Le premier tour des élections municipales 2014 se rapproche. L’angoisse monte chez les maires sortants, les militants sont au taquet, l’espoir demeure. On s’interroge sur les tactiques de dernière minute, pour la stratégie c’est déjà fini depuis longtemps. On spécule sur les scores des concurrents, du sien propre aussi. Et, comme dans toutes équations, sur l’inconnue : ici l’abstention.

Comme on peut le voir sur ce graphique, le taux d’abstention moyen aux élections municipales est, pour le premier tout, de 36%. Rien ne laisse présager une embellie particulière, c’est-à-dire une montée en puissance de la participation, pour le scrutin 2014.

Cela pose question. Si l’on retire les bulletins blancs, nuls, les abstentionnistes, les personnes qui ne sont pas inscrites sur les listes électorales et les personnes qui, du fait de leur âge n’ont pas le droit de vote, quasiment aucune liste gagnante de ces élections ne sera élue avec l’accord de la moitié de la population qu’elle sera censée gouverner. Pour une démocratie représentative comme se veut la France, cela interroge.

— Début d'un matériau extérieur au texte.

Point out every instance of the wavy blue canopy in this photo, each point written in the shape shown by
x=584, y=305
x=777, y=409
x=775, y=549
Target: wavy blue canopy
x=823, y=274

D’aussi loin que je m’en souvienne, je me suis intéressé à la politique et à la question du pouvoir. Quand j’avais treize ans, la pièce de cinq francs que je recevais à l’époque me servait souvent à acheter l’édition du mercredi du Figaro et son épais cahier saumon dédié à l’économie et aux offres d’emploi de l’époque. On a tous ses défauts.

La fatigue démocratique

De fait, même si je trouve le niveau des débats plutôt faibles au niveau national et dépourvu d’élan au niveau local, je regarde, analyse, observe, sourit aussi, et m’attriste parfois des affres de la vie politique. Peut-être aussi ai-je une pointe de nostalgie des temps où c’est moi qui m’escrimait dans l’arène. Je ne manquerai pas pour autant la soirée électorale qui s’annonce et qui est l’équivalent, pour moi, du SuperBowl, de Rolland Garros ou du Championnat d’Europe des Nations. Je me suis déjà levé à trois heures du mat’ pour suivre état par état, les résultats des élections américaines. Bref, la politique me passionne.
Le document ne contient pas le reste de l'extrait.